Agora, mais de quatro décadas depois, o mestre Jotabê me desafia a uma composição. Sem os eflúvios do álcool do papel mimeografado para me inspirar, dei uma talagada numa dose de vodka-tônica e compus. Não saiu lá grande coisa, mas acho que dá pra passar de ano. Raspando.

"Os músculos são nossas caldeiras, nossos cavalos de força, nossas forças motrizes. Zelar pela manutenção, pela adequada nutrição e pelo constante exercício deles é zelar por nossos próprios ânimos e disposição, por nossas próprias coragem e/ou resignação em levantar da cama todos os dias e enfrentar a lida.
Os músculos impulsionam e coordenam todas as nossas atividades. Músculos são sinônimos de ação. E fez-se o Verbo. E o Verbo fez-se em nós na forma de músculos. Os músculos são nossos verbos; todo o resto é perfumaria, são complementos nominais, conectivos, adjuntos adnominais, preposições, conjunções, objetos indiretos e outros penduricalhos.
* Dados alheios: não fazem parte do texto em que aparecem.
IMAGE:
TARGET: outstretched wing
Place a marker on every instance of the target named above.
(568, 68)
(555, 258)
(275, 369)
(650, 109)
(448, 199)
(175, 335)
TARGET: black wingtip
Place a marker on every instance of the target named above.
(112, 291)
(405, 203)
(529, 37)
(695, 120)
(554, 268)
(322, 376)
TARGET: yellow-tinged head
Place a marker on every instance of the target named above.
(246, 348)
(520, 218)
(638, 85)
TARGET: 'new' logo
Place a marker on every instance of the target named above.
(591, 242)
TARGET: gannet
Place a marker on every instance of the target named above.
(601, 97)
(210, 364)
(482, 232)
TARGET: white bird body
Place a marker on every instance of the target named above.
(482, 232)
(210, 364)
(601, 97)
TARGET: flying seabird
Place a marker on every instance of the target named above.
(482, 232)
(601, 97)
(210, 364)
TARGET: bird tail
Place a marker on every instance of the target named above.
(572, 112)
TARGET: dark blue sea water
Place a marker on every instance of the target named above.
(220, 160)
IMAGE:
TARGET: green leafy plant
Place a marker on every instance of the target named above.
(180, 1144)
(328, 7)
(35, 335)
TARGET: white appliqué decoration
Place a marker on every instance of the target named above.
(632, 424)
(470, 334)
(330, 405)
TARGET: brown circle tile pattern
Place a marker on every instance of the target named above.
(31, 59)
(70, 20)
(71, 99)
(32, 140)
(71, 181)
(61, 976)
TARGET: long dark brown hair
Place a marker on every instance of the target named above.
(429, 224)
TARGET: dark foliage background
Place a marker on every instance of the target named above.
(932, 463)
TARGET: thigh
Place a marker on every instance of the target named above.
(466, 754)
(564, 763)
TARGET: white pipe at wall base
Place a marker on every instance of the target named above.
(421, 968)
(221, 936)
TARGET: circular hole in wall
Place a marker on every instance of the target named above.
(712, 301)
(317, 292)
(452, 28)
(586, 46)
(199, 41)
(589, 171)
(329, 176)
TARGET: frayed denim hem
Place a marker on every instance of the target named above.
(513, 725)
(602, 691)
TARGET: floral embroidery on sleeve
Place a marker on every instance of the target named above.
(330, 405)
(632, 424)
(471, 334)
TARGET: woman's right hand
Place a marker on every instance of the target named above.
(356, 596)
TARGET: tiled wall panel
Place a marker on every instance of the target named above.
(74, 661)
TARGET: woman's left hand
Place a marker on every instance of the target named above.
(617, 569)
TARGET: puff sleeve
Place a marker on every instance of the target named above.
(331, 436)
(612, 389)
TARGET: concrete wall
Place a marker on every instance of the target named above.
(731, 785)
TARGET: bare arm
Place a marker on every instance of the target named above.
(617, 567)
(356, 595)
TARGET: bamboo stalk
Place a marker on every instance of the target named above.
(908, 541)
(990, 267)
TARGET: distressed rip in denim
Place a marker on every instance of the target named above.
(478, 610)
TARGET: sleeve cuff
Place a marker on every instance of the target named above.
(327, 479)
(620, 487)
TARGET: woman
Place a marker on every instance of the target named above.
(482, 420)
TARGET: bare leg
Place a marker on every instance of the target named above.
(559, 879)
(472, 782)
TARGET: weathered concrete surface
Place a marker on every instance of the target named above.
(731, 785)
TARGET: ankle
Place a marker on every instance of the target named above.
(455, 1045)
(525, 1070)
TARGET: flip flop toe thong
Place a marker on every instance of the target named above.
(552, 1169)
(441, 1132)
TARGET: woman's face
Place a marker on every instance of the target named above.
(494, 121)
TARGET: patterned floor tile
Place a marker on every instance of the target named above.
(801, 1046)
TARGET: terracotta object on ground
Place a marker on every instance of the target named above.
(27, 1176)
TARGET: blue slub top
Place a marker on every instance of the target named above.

Temos os músculos ligados ao nosso esqueleto, que nos colocam de pé, permitem-nos andar, manipular objetos, dar uma "banana" e mostrar o dedo do meio a um desafeto, coçar o saco e futucar o nariz, fazer o gesto da "arminha", ou o do "Lula Livre", e, claro, tocar punheta.
Temos os músculos lisos e involuntários do sistema digestório, responsáveis pela ingestão e pela transformação dos alimentos em moléculas utilizáveis por nossas células; eles, literalmente, dão tudo mastigadinho às nossas células.
Temos o diafragma, responsável pelo inflar e desinflar dos pulmões, garantindo-nos, respectivamente, a captura do gás oxigênio e a eliminação do gás carbônico. Temos os músculos da face, que nos permite expressar nossas emoções, dar vazão a toda a minha inata simpatia. Temos os músculos oculares, que permitem que nos encantemos com uma bela paisagem, com um sangrento pôr-do-sol, que possamos ler um bom livro, assistir a um bom filme e, claro, dar aquela rápida e sub-reptícia espiada no decote da peituda à nossa frente na fila do banco, do supermercado, da padaria.
Temos "o" músculo, o coração, infatigável bomba a lutar contra a "indesejada das gentes".
Engenhos maravilhosos, os nossos músculos; porém, não invulneráveis. Portanto, além de lhes fornecer boa nutrição e atividade física, é imprescíndivel também que recebam imediatos reparos em casos de lesões, estiramentos, lacerações e outros ossos do ofício. Vários são os procedimentos de primeiros socorros que podemos prestar aos nossos músculos : botar gelo, compressas com cataplasma, tomar diclofenaco, entre outros.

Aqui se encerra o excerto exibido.